A related topic involves the development of a Bayesian framework for genome rearrangements. The methods described above have relied on a most parsimonious criterion but, in some cases, finding a most parsimonious scenario is insufficient.
For difficult problems (i.e., highly nonadditive trees), there are typically many optimal solutions and even the assumption that the actual history of rearrangement corresponds to a most parsimonious scenario becomes weak. A Bayesian approach has already been suggested for unichromosomal genomes (Larget et al., 2005) but has yet to be adapted to multichromosomal genomes. Such an approach would provide a richer description of the solution space but it would also allow a more natural parameterization of the rearrangement operations.
An emerging approach for chromosome phylogeny, similar in spirit to the analysis of breakpoints in that it does not require the specification of a rearrangement model, involves the analysis of conserved intervals in unichromosomal genomes (Bergeron et al., 2004). Although this approach does not analyze rearrangements directly, it can also identify phylogenetic relationships and reconstruct ancestral architectures by maximizing the conservation of the relative order of subsets of genes. It has the potential to be applicable to a wide variety of questions.
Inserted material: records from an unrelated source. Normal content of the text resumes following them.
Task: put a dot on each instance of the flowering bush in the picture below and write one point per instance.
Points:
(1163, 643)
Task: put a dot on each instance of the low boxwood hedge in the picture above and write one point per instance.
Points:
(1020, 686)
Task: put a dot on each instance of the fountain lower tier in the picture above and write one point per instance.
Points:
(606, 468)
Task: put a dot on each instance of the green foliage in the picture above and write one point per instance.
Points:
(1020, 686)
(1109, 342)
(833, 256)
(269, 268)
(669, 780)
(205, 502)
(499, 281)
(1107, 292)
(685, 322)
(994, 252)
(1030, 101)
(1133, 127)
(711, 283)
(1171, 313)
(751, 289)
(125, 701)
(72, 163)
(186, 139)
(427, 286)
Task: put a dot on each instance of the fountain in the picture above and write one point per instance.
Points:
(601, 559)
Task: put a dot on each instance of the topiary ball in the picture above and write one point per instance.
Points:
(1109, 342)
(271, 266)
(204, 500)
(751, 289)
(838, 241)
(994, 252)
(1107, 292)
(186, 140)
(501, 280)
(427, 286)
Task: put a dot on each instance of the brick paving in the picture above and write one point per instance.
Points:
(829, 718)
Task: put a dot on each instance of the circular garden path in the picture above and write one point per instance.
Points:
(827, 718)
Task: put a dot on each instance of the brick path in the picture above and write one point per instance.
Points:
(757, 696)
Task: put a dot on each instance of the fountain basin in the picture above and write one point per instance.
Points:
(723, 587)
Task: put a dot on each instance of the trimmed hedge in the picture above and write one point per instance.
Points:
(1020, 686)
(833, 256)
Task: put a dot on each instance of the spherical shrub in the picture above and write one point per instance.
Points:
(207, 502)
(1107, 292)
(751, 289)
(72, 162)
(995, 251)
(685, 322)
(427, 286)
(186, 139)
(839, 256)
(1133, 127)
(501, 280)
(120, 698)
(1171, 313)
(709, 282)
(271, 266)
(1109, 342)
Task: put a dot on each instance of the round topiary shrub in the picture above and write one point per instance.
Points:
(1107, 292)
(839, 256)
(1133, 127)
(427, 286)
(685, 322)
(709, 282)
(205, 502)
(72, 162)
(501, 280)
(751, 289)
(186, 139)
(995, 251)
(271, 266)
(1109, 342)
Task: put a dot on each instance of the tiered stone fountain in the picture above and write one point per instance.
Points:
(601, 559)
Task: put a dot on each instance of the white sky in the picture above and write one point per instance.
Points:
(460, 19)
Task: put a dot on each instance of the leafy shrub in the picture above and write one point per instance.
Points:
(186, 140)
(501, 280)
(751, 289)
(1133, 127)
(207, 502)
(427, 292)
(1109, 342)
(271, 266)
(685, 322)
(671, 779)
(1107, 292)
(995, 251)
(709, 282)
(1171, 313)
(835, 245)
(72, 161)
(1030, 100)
Another desirable improvement would involve the efficient expansion of genome rearrangement studies to genomes with unequal gene, or sequence, content. Although some preliminary studies have been moderately successful (Sankoff et al., 2000; Earnest-DeYoung et al., 2004), a tool to compare systematically whole eukaryotic genomes, not only on a set of common HSBs, is still needed. An intermediate solution could be to adapt multigenome studies to only require pairwise identification of common blocks.
As alternative methodologies for the analysis of genome rearrangements emerge, new systematic ways for comparing not only recovered phylogenies but also prediction at ancestral nodes will be required. Putative ancestors are difficult to compare because, in different studies, they are reconstructed using different sets of HSBs. So far, quality assessments have been limited to the analysis of predicted chromosomal associations (Bourque et al., 2004; Bourque et al., 2005; Murphy et al., in press) but it would be interesting to analyze more thoroughly the robustness of the rearrangement scenarios recovered when different choices of parameters, or completely different approaches, are used to generate HSBs.
4. Conclusion
Finally, as more and more detailed sequences and maps are released, lineage-specific breakpoint regions will be more systematically defined simply by the identification of HSBs. A recent study by Murphy et al. (in press) confirms that around 20% of breakpoint regions are reused and that those breakpoint regions are enriched for centromeres. The same study also finds interesting correlations between frequently rearranged regions, gene density, segmental duplications and recurring cancer breakpoints. Obviously, these evolutionary breakpoints represent an extremely rich source of information on the mechanisms regulating genome rearrangements and what can lead to their fixation in a population. As in-depth analyses of breakpoints regions are pushed further, the hope is that crucial information on these mechanisms will be uncovered. The challenge will then be to refine models and algorithms for genome rearrangements to employ that information proficiently.